Children with common gene defects face a heightened risk from passive smoking, researchers have said.
Gene defects contributed to poor lung function, the study said
A team from the University of Dundee studied 600 children and young people with asthma in the Tayside area.
They checked airway peak flows, using a blowing test, and studied genes which help eliminate inhaled toxins.
Dr Somnath Mukhopadhyay, of the Tayside Children's Hospital, said some youngsters could face extra danger of long-standing lung function decline.
Chronic exposure to second-hand tobacco smoke causes some children to develop serious chest problems like asthma, while others do not appear to be particularly affected.
The research team studied genes that help the body produce an enzyme called glutathione-S-transferase (GST), which is particularly effective in detoxifying inhaled tobacco smoke within the lungs.
But the genes which produce GST are subject to two common defects, one of which is present in about 50% of the population, with the other occurring in 12%.
Children who have either of the two defects in the GST genes are more susceptible to asthma associated with environmental tobacco smoke exposure than those with more intact GST status.

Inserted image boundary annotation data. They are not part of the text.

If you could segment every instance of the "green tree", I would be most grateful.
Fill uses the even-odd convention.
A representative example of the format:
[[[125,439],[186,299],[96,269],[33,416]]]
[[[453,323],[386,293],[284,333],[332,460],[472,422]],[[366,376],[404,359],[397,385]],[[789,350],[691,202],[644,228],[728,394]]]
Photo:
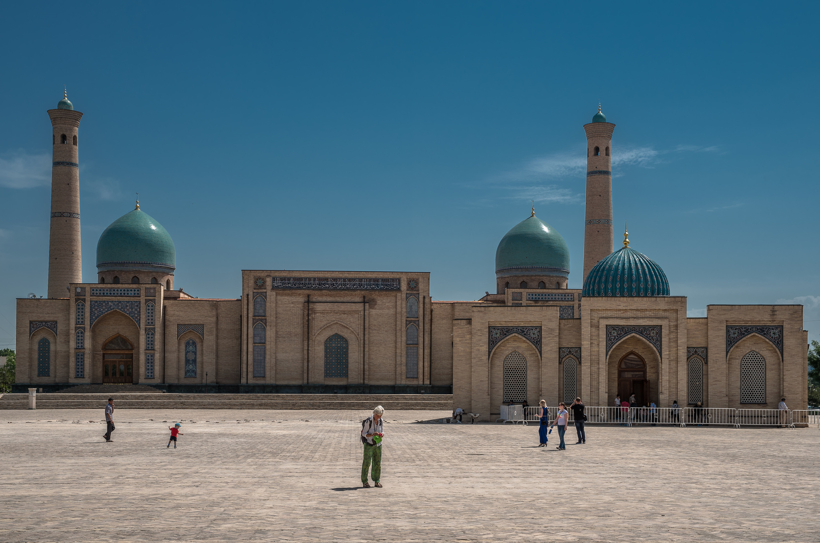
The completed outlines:
[[[6,357],[6,365],[0,367],[0,394],[11,392],[15,381],[15,352],[13,349],[0,349],[0,356]]]

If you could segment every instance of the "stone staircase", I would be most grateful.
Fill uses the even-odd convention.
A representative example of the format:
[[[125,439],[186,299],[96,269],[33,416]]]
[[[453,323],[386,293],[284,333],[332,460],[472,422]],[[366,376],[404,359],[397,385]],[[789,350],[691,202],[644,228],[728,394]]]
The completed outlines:
[[[71,389],[69,389],[71,390]],[[68,390],[37,395],[38,409],[385,409],[452,411],[453,395],[433,394],[167,394]],[[27,409],[29,395],[0,395],[0,409]]]

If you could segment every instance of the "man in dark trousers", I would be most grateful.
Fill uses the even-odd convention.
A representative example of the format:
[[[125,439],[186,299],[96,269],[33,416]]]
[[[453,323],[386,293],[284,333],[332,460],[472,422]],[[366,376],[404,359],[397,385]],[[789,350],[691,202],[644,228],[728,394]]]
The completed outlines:
[[[105,440],[111,443],[111,432],[114,431],[114,399],[108,399],[108,404],[105,406],[105,423],[107,431],[102,435]]]
[[[584,404],[581,397],[575,399],[569,408],[572,409],[572,418],[575,419],[575,431],[578,433],[578,442],[576,445],[586,443],[586,432],[584,431]]]

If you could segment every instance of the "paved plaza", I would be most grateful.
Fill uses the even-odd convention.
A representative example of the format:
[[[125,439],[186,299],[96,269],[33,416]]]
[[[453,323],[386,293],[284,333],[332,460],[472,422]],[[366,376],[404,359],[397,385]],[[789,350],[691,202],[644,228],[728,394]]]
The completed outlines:
[[[817,428],[538,427],[387,412],[0,411],[2,541],[818,541]],[[182,422],[179,448],[167,427]]]

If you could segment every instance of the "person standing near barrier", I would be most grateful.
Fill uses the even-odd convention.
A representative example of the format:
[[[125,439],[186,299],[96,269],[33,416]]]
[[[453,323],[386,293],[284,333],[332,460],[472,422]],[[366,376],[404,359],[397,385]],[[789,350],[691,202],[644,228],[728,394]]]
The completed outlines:
[[[572,419],[575,421],[575,431],[578,434],[578,442],[576,445],[586,443],[586,432],[584,431],[584,422],[586,421],[586,415],[584,414],[585,406],[581,403],[581,397],[575,399],[570,408],[572,409]]]
[[[549,426],[549,409],[547,408],[547,403],[544,400],[541,400],[541,418],[540,423],[538,427],[538,440],[539,447],[546,447],[547,441],[549,438],[547,437],[547,427]]]

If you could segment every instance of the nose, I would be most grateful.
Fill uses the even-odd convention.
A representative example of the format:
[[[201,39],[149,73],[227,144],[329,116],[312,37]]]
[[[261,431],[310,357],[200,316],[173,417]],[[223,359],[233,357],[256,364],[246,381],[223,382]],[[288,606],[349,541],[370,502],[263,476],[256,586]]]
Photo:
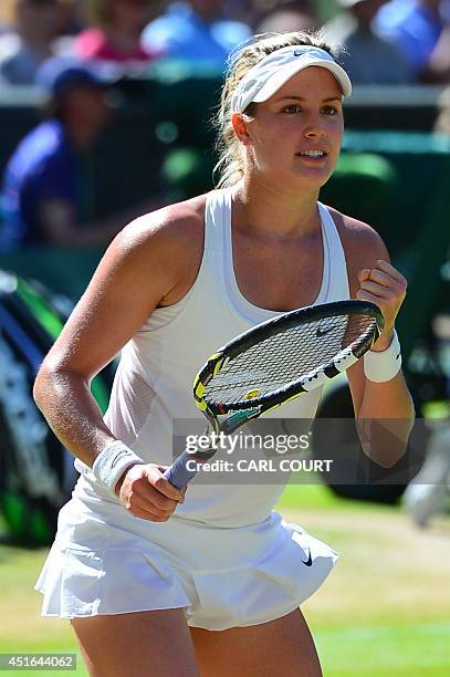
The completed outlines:
[[[306,138],[322,138],[325,129],[321,116],[312,113],[304,119],[303,134]]]

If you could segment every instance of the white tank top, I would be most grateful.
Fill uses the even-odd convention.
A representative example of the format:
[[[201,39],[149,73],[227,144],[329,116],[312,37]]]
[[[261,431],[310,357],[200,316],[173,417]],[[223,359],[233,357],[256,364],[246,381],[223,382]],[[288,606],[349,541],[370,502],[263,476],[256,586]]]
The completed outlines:
[[[203,256],[190,291],[169,308],[157,309],[124,346],[105,423],[113,434],[147,462],[172,461],[175,419],[205,420],[192,399],[192,382],[216,350],[254,324],[280,314],[250,303],[240,292],[231,240],[232,189],[207,196]],[[336,226],[323,205],[323,275],[314,304],[349,298],[345,254]],[[313,419],[321,390],[283,406],[276,417]],[[200,427],[201,429],[201,427]],[[85,488],[104,497],[91,470]],[[266,519],[282,493],[280,483],[224,485],[193,480],[177,514],[187,519],[236,527]],[[111,497],[109,497],[111,498]]]

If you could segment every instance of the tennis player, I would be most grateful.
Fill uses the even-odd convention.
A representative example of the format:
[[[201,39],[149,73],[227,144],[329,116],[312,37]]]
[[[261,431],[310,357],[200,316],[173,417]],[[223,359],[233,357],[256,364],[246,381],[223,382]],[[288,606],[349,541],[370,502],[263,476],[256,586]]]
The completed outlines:
[[[348,374],[356,416],[407,420],[406,442],[394,330],[406,281],[369,226],[317,201],[350,90],[321,35],[242,46],[219,113],[219,188],[124,228],[40,369],[36,403],[81,478],[36,589],[43,615],[71,619],[91,675],[321,675],[300,605],[336,553],[272,511],[279,485],[195,480],[185,496],[163,471],[211,352],[281,311],[348,298],[386,321]],[[90,382],[121,350],[103,419]],[[283,416],[312,418],[318,398]]]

Teenagers with asthma had 15% lower peak flows if they had one of the GST gene defects and were exposed to tobacco smoke, compared to asthmatic teenagers with intact gene status, the study said.
Dr Mukhopadhyay said: "There is a risk that these children and teenagers, naturally unaware of their susceptible status resulting from this gene defect, could be undergoing a silent, long-standing decline in lung function over the years.
"This can lead to a greater risk of chronic obstructive lung disease, or COPD, in later life."
The two defects in the GST genes defined a high-risk population of young Scottish asthmatics in whom tobacco smoke was particularly harmful.
At present there is no screening for the gene defects.